The above is only the doctoring part of my job description, and I will stop short of describing my business and operations responsibilities.  Negotiating with insurance companies is one of my least favorite, which could get worse if they are allowed to consolidate.

How will we survive all of these threats to our value and to our stability as a business?  We have had to be strategic.  Our PCMH pilot is coming to an end, with the loss of a lot of funding of the model that came with it; however, now Medicare is paying for more elements of what we do.  The 10% primary care incentive may disappear, so we will have to make up the revenue elsewhere.  We have felt isolated in independent practice, and so we joined with Aledade to form an independent practice ACO.  The nurse practitioner moved on to work for Target, so we hired a new nurse practitioner who has two degrees from Johns Hopkins.  I have difficulty taking a real vacation, so I am working to hire a new physician.  

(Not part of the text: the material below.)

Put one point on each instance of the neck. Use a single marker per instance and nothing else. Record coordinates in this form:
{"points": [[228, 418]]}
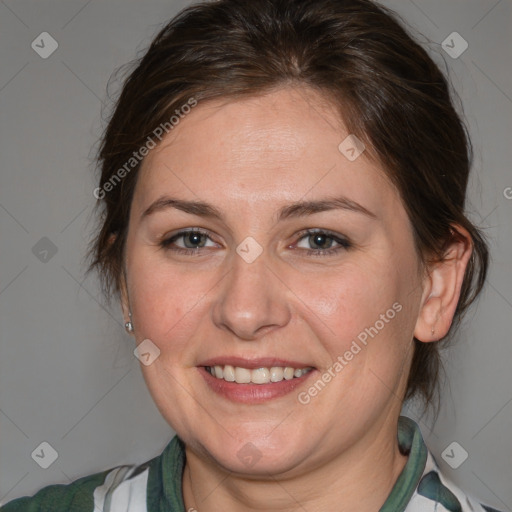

What is real primary care?  It is a physician-led team-based approach to coordinated, patient-centered healthcare using integrated health information technology to ensure safety, efficiency and the best health outcomes.  Real primary care is dependent upon physicians who are practicing at the top of the license alongside other health professionals like nurse practitioners and PAs, medical assistants and home health aides who are also all practicing at the top of their respective licenses. The primary care team, the patients, family members and caregivers all collaborate together.  This kind of teamwork is crucial for our most frail and complex patients, to be sure that all of their healthcare is what is best and centered upon their own values.  This kind of teamwork will always involve the human touch, with computers only a tool, and empathy that only comes from long relationships.  This kind of primary care is not on its way out anytime soon.